SENSEVAL-2 Spanish lexical-sample task

vME+SM is an enrichment of vME: we added the SM classifier to the combination of the three ME systems in vME (see Section 3.3). The results on the Spanish lexical-sample task from SENSEVAL-2 are shown in Table 17. Because it only works with nouns, vME+SM improves accuracy for them only, but obtains the same score as JHU(R) while the overall score reaches the second place.

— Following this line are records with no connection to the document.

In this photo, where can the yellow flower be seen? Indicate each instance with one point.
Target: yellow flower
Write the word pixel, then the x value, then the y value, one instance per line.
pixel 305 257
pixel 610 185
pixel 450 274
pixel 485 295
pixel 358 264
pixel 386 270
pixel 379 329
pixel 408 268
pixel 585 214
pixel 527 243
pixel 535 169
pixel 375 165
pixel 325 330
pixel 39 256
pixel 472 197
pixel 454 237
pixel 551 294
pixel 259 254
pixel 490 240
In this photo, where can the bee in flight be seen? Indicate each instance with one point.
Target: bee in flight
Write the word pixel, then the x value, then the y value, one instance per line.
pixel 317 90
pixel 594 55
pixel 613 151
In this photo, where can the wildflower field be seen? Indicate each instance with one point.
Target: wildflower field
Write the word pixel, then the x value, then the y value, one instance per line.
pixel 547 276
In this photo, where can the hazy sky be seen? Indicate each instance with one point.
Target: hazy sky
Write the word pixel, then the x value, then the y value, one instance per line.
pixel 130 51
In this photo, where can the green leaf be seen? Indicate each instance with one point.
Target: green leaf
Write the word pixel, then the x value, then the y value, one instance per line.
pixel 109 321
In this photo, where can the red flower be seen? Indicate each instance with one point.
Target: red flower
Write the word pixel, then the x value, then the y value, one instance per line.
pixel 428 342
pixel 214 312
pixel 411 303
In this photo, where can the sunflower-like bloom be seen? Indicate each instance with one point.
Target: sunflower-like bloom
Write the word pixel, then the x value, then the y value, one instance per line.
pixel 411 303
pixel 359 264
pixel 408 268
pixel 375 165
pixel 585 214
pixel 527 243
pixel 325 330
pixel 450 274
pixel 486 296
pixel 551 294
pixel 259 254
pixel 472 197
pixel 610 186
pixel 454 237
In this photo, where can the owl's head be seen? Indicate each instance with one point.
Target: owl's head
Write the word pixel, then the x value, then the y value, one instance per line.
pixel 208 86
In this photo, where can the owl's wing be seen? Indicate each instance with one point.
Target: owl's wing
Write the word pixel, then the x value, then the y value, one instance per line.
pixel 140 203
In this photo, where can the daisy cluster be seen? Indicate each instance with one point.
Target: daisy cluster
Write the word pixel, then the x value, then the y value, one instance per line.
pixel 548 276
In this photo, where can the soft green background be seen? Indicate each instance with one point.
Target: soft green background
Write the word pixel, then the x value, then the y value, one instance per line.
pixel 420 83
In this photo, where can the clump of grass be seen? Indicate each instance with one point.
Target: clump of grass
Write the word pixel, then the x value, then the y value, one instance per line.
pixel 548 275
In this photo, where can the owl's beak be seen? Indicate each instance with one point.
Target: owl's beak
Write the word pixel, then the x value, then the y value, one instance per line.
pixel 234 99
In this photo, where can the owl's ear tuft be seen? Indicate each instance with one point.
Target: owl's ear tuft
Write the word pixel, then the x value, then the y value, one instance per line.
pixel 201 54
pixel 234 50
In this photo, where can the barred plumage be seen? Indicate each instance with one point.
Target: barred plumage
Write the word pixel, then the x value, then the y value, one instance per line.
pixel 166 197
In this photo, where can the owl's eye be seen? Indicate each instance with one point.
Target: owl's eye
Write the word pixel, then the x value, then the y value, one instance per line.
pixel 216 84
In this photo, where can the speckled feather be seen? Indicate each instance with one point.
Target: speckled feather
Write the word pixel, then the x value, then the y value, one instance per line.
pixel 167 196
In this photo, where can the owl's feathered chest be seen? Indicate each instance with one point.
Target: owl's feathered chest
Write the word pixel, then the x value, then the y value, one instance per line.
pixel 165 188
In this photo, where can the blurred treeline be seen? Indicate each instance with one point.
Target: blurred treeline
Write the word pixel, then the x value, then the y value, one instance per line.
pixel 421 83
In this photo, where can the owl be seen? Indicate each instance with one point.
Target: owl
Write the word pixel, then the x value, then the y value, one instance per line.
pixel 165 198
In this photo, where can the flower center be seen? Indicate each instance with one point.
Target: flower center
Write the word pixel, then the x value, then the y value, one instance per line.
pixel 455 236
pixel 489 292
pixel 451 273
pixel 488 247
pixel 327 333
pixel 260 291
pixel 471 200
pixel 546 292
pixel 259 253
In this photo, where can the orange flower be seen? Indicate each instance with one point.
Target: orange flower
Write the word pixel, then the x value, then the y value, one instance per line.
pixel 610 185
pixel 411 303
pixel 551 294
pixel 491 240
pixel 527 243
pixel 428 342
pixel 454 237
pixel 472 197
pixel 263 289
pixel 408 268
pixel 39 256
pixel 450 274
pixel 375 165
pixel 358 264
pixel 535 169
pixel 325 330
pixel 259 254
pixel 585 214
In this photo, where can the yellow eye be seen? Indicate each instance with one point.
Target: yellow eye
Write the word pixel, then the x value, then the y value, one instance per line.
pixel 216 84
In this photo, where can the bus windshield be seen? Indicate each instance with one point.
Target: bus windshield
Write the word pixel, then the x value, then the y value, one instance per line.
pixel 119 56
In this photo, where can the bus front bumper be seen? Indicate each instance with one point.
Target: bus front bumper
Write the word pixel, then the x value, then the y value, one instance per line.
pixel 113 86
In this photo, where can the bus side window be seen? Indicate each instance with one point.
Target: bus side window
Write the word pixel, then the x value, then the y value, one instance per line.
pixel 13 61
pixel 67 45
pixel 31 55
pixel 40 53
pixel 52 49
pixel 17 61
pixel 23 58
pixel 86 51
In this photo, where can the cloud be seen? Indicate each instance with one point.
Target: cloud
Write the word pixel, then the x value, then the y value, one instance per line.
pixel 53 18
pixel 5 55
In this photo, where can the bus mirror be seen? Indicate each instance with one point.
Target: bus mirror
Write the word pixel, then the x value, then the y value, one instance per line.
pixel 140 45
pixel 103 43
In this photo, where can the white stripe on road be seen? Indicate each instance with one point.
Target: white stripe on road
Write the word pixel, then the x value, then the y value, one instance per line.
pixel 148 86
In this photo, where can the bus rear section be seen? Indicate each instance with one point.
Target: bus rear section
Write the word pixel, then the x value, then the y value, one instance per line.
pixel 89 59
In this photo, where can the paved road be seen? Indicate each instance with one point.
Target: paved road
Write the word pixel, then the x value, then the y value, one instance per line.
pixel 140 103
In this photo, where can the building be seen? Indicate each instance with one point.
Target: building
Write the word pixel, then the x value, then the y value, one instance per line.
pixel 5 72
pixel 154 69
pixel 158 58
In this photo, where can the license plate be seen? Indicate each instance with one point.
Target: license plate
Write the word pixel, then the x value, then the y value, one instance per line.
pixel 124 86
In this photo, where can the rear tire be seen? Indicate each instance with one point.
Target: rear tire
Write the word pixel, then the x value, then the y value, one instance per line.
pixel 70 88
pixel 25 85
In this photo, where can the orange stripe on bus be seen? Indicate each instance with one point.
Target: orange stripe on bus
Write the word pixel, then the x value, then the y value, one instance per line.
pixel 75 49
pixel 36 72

Table: vME+SM in the Spanish lexical-sample task of SENSEVAL-2

	ALL		Nouns
0.713	jhu(R)	0.702	jhu(R)
0.684	vME+SM	0.702	vME+SM
0.682	jhu	0.683	MEbfs.pos
0.677	MEbfs.pos	0.681	jhu
0.676	vME	0.678	vME
0.670	css244	0.661	MEbfs
0.667	MEbfs	0.652	css244
0.658	MEfix	0.646	MEfix
0.627	umd-sst	0.621	duluth 8
0.617	duluth 8	0.612	duluth Z
0.610	duluth 10	0.611	duluth 10
0.595	duluth Z	0.603	umd-sst
0.595	duluth 7	0.592	duluth 6
0.582	duluth 6	0.590	duluth 7
0.578	duluth X	0.586	duluth X
0.560	duluth 9	0.557	duluth 9
0.548	ua	0.514	duluth Y
0.524	duluth Y	0.464	ua

These results show that methods like SM and ME can be combined in order to achieve good disambiguation results. Our results are in line with those of Pedersen2002, which also presents a comparative evaluation between the systems that participated in the Spanish and English lexical-sample tasks of SENSEVAL-2. Their focus is on pair comparisons between systems to assess the degree to which they agree, and on measuring the difficulty of the test instances included in these tasks. If several systems are largely in agreement, then there is little benefit in combining them since they are redundant and they will simply reinforce each other. However, if some systems disambiguate instances that others do not, then the systems are complementary and it may be possible to combine them to take advantage of the different strengths of each system to improve overall accuracy.

The results for nouns (only applying SM), shown in Table 18, indicate that SM has a low level of agreement with all the other methods. However, the measure of optimal combination is quite high, reaching 89% (1.00-0.11) for the pairing of SM and JHU. In fact, all seven of the other methods achieved their highest optimal combination value when paired with the SM method.

Table 18: Optimal combination between the systems that participated in the Spanish lexical-sample tasks of SENSEVAL-2

System pair for nouns	Both OK¹	One OK ²	Zero OK ³	Kappa ⁴
SM and JHU	0.29	0.32	0.11	0.06
SM and Duluth7	0.27	0.34	0.12	0.03
SM and DuluthY	0.25	0.35	0.12	0.01
SM and Duluth8	0.28	0.32	0.13	0.08
SM and Cs224	0.28	0.32	0.13	0.09
SM and Umcp	0.26	0.33	0.14	0.06
SM and Duluth9	0.26	0.31	0.16	0.14

¹ Percentage of instances where both systems answers were correct.

² Percentage of instances where only one answer is correct.

³ Percentage of instances where none of both answers is correct.

⁴ The kappa statistic Cohen1960 is a measure of agreement between multiple systems (or judges) that is scaled by the agreement that would be expected just by chance. A value of 1.00 suggests complete agreement, while 0.00 indicates pure chance agreement.

This combination of circumstances suggests that SM, being a knowledge-based method, is fundamentally different from the others (i.e., corpus-based) methods, and is able to disambiguate a certain set of instances where the other methods fail. In fact, SM is different in that it is the only method that uses the structure of WordNet.